La donne ethnique

Écrit par Dominique Mataillet

Il n’a échappé à personne que Moussa Dadis Camara, le nouvel homme fort de Conakry, est originaire de l’autre bout du pays, la région de Nzérékoré, aux confins du Liberia et de la Côte d’Ivoire. Par ses parents, le capitaine Camara appartient aux Guerzés, l’une des populations qui, avec les Kissis et les Tomas notamment, habitent ce qu’on appelle la Guinée forestière. Le fait que Camara soit issu d’une ethnie minoritaire n’a peut-être pas influé lorsque ses camarades l’ont désigné pour prendre la tête de l’État. Mais cela arrange beaucoup de monde. Même si le phénomène n’est pas propre à la Guinée, les données ethnorégionales jouent en effet un rôle important dans la vie politique du pays, plongeant leurs racines dans l’histoire de cette partie de l’Ouest africain marquée par l’opposition de deux grands groupes : les Malinkés, qui représentent environ 30 % de la population de la Guinée actuelle, et les Peuls (35 %).

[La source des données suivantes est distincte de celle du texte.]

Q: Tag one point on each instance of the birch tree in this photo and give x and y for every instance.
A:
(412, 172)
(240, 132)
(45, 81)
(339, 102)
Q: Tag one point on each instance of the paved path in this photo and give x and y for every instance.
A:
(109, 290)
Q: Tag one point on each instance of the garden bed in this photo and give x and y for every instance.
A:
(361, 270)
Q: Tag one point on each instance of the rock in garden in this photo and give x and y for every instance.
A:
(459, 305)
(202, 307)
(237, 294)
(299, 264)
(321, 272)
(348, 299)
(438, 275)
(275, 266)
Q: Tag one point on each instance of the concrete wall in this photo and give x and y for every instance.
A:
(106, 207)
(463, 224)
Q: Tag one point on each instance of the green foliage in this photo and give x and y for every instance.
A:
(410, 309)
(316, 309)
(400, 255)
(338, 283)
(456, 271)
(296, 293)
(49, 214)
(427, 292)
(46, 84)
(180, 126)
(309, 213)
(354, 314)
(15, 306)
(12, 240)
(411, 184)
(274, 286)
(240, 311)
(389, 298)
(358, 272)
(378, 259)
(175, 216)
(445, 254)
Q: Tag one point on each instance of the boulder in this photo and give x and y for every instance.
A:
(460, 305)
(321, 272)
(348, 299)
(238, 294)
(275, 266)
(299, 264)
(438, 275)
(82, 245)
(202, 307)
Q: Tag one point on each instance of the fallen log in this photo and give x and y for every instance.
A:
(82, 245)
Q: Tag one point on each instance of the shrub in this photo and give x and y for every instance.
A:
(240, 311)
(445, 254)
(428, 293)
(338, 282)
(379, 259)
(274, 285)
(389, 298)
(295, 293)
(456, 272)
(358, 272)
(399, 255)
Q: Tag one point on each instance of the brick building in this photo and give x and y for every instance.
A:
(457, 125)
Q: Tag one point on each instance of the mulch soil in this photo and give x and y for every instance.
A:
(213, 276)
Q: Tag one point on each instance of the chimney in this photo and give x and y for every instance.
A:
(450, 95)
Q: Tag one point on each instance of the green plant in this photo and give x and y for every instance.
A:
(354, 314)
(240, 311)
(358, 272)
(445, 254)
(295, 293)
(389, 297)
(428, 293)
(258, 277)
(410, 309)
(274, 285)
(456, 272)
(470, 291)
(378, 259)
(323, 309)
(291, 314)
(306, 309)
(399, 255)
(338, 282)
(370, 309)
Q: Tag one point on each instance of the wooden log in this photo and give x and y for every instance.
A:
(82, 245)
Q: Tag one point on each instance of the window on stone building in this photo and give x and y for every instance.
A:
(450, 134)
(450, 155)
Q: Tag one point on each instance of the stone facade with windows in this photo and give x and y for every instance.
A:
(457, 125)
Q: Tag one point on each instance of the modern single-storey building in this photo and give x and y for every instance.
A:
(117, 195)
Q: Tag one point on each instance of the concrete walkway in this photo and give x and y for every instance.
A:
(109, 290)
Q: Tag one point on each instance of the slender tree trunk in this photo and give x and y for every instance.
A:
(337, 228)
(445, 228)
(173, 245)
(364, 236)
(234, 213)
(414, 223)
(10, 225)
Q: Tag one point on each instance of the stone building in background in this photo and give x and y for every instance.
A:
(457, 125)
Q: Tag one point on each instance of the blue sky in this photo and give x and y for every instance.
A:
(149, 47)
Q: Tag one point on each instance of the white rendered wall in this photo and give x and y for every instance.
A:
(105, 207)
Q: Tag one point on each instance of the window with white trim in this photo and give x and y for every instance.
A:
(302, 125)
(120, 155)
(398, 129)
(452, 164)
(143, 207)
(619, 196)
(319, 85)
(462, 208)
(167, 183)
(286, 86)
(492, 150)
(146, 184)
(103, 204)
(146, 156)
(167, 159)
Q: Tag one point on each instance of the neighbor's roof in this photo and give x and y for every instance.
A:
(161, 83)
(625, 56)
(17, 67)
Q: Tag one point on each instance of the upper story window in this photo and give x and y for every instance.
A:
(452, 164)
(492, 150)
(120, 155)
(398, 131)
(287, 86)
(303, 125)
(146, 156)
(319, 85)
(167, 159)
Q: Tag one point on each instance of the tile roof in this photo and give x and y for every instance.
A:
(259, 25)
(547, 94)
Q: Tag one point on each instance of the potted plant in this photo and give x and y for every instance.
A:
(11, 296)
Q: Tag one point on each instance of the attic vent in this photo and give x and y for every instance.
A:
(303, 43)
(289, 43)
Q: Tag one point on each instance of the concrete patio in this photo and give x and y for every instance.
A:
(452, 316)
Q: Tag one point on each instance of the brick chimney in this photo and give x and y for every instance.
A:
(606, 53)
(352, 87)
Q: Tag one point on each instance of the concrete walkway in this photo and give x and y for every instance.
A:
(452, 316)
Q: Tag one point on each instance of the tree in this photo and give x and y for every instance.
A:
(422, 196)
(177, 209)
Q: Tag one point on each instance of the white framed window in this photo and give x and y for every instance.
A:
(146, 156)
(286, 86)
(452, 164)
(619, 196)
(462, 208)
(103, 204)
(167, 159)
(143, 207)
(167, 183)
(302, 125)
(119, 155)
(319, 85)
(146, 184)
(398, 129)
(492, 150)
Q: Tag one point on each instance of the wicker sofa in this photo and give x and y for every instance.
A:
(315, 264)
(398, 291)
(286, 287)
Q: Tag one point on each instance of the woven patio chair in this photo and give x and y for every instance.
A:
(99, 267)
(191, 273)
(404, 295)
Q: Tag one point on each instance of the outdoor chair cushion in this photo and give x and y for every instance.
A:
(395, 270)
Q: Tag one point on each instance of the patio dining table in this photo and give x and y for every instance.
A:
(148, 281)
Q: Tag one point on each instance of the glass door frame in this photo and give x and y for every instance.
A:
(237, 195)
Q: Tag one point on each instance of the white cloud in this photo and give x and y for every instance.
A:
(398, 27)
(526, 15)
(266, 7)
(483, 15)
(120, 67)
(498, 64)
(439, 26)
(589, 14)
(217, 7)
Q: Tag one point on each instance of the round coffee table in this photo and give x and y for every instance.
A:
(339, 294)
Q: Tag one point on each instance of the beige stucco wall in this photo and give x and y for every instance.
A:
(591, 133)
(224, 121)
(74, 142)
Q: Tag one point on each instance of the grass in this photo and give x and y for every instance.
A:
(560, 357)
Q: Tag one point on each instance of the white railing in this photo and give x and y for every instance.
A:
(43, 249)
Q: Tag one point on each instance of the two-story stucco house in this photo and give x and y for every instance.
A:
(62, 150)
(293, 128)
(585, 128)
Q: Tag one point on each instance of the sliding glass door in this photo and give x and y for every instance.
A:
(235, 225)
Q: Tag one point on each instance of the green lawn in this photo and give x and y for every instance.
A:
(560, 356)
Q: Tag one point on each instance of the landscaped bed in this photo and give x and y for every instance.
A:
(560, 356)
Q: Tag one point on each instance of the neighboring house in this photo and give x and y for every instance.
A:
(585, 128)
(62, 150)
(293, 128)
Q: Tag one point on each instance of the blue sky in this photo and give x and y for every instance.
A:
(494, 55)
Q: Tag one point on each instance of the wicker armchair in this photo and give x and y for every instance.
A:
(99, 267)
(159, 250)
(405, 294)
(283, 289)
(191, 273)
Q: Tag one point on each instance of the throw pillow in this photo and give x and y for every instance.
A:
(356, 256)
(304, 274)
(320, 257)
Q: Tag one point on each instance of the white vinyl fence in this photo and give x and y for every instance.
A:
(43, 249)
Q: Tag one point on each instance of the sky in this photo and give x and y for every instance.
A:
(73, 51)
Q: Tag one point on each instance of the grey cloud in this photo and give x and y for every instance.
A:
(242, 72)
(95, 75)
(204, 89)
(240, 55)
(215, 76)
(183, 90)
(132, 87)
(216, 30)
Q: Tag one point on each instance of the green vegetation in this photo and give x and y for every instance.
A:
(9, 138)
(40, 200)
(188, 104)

Au lendemain de la Seconde Guerre mondiale, les partis affichaient d’ailleurs clairement la couleur. Ainsi vit-on l’apparition d’une Union du Mandé, d’une Union de Basse-Guinée, et même d’une Union des métis. Avec la création du Rassemblement démocratique africain, en 1946, puis celle du Parti démocratique de Guinée, en 1950, les divisions furent mises un temps en sommeil. Elles ne tardèrent pas à ressurgir avec l’accession de Sékou Touré à la tête du pays, en 1958. Malinké, ce dernier ne fera pas grand-chose pour empêcher les membres de son ethnie de confisquer l’essentiel du pouvoir… et de ses avantages. Les Peuls, les premiers à souffrir de la dictature, s’exileront en masse et constitueront une part importante de la diaspora guinéenne – quelque 3,5 millions de personnes aujourd’hui, dont 1 million en Côte d’Ivoire et 1,1 million au Sénégal.

À la mort de Sékou Touré, en mars 1984, le choix par les militaires de Lansana Conté pour occuper la fonction présidentielle avait le grand mérite de taire la querelle de leadership entre les Malinkés et les Peuls. Membre d’un groupe minoritaire, les Soussous (environ 15 % de la population), implantés en Guinée maritime, Conté a dû, pour s’imposer, chercher des soutiens bien au-delà de son ethnie. Même si elle bénéficiait surtout de l’appui des Soussous et des populations de la Guinée forestière, la formation présidentielle, le Parti de l’unité et du progrès (PUP) était probablement plus multiethnique que la plupart des partis d’opposition. Ainsi, à tort ou à raison, le Rassemblement du peuple de Guinée (RPG) d’Alpha Condé est accusé de s’appuyer sur les Malinkés, tandis que Bah Mamadou et Cellou Dalein Diallo (Union des forces démocratiques de Guinée) passent pour les candidats des Peuls.

C’est probablement ce qu’avait en tête le capitaine Moussa Dadis Camara lorsqu’il affirmait à Jeune Afrique (n° 2504) que ses amis et lui ont pris le pouvoir pour éviter « le risque d’un basculement dans la guerre ethnique ».